5.  Fairchild, Timothy Marsh.  The Name and Family of Fairchild.  Iowa City, Iowa:  Mercer Print Co., 1944.  HeritageQuest Online.

15 thoughts on “Beata Salina: Lady in Waiting (52 Ancestors #02)

  1. Hello! How wonderful to find your page about Beata Salina Springer. The only info I had/have was from a letter and charts that a cousin shared with me in 1998, as well as Jessie Evelyn Springer’s 1959 “Charles Springer of Cranehook-on-the-Delaware: His Descendants and Allied Families”. I’m not a professional genealogist. I haven’t been doing much work on my family tree for quite a while, so out of curiosity today I checked to see if there was info about Beata that I didn’t have. Tada! Thank you for sharing what you discovered about her–it’s very interesting! So nice to have access to more info about the women in our trees.
    Kathleen Newlin Larson

  2. What a nice page!

    Might not the Hendricksson thing just be a sort of spillover from the fact that her Delaware son married a Maria Hendricksson? I have looked up her marriage record and her death record, digitized at Arkiv Digital. She is Jungfer Beata Salina when she marries Christoff Springer and Oldfru Beata Salina Springer in her death record.

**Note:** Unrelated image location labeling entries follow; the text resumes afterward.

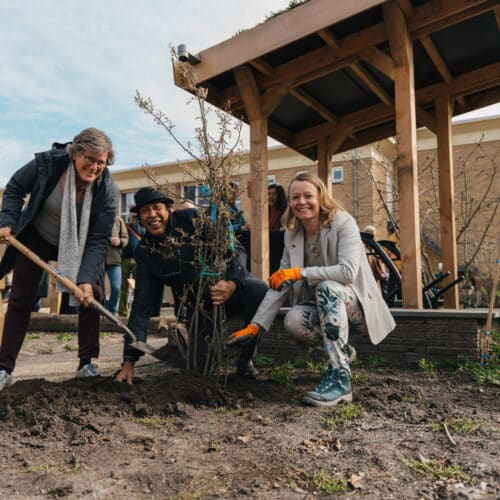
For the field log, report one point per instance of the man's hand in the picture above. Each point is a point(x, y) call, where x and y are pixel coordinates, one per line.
point(126, 374)
point(5, 233)
point(86, 296)
point(244, 336)
point(221, 291)
point(280, 277)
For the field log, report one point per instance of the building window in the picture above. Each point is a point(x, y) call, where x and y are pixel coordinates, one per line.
point(337, 175)
point(127, 201)
point(198, 194)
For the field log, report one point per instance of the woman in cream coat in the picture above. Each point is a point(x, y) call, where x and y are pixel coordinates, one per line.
point(325, 272)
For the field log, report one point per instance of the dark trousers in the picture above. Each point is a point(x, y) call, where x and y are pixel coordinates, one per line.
point(243, 303)
point(24, 288)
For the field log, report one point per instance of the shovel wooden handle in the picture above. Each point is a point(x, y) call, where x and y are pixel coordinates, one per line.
point(68, 284)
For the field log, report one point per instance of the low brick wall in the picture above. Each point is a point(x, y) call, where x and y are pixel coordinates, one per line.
point(438, 334)
point(441, 335)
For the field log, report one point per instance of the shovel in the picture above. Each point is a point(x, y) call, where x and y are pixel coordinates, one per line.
point(71, 287)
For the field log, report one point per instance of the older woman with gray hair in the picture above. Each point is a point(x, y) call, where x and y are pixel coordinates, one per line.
point(68, 218)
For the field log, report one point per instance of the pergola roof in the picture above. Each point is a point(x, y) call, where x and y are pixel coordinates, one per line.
point(325, 68)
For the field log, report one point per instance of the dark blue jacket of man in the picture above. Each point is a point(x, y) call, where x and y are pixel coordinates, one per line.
point(154, 271)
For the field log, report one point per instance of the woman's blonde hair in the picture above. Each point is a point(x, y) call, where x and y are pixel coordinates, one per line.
point(328, 206)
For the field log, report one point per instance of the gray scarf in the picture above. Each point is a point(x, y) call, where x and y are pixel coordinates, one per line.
point(72, 243)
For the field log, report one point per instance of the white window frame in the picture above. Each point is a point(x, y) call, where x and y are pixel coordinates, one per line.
point(336, 170)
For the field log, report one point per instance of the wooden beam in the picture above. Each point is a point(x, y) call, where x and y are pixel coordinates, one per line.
point(324, 60)
point(468, 83)
point(275, 33)
point(300, 94)
point(426, 119)
point(259, 219)
point(447, 197)
point(406, 7)
point(259, 242)
point(379, 60)
point(249, 92)
point(406, 163)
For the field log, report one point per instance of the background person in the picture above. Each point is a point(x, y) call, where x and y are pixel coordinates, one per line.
point(113, 265)
point(237, 290)
point(325, 271)
point(378, 268)
point(135, 233)
point(68, 218)
point(277, 205)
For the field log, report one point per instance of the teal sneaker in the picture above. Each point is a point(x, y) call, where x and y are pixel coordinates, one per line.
point(334, 388)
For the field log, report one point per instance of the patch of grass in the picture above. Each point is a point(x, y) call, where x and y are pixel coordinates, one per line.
point(309, 364)
point(32, 336)
point(411, 398)
point(428, 366)
point(327, 483)
point(359, 378)
point(344, 415)
point(460, 425)
point(224, 410)
point(46, 350)
point(154, 421)
point(215, 447)
point(283, 374)
point(436, 469)
point(482, 375)
point(40, 469)
point(64, 337)
point(263, 360)
point(75, 466)
point(375, 361)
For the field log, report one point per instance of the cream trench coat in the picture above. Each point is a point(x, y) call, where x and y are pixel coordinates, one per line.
point(346, 263)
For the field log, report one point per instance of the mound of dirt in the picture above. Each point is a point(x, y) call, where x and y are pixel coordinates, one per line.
point(173, 435)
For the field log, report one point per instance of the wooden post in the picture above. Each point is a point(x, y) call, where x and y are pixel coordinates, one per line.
point(259, 217)
point(447, 197)
point(324, 163)
point(402, 54)
point(2, 288)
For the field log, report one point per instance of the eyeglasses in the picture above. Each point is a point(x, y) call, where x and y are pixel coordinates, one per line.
point(90, 161)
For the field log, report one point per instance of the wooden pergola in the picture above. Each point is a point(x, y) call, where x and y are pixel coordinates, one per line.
point(329, 76)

  3. Have you heard this? She was buried December 17 1696 in a small church in Mariefred, across the moat from the castle, her inscription on floor of the church before the left half of the altar rail, which reads: Her Majesty’s, the Royal Dowager’s royal housekeeper, Beata Salina, lies buried beneath this stone. I have seen other message boards with this information but no one seems to have a picture of her grave.

  4. I’ve been reading about and researching my ancestors recently. Lady Beata was the sixth of 12 children (That we know of), all from the union of Dr. Balthazar Salinas and Elisabeth Carlsdotter. According to what I have discovered, she was married to Charles Christopher Springer only. I’m still discovering information about these ancestors. I am working with my brother and a Springer cousin, to document the Springers once they arrived here in Washington County, Missouri. Jessie Evelyn Springer documented much of the history and travels of the Springers from Delaware in the 1600’s to Edwardsville Illinois and early information beginning with Peter Springer and Jane Fulton Springer Silvers, once Jane arrived in Missouri in about 1802 or thereabouts. Charles Carl Springer and Beata Salinas were my 8th great grandparents. Fascinating history!

  5. Hello! I am descended from Dr Balthazar Salinus, through his daughter Beata.
    Through the Springers, long line of people! Down to great great grandparents and their daughter my great grandmother. Quite amazing!!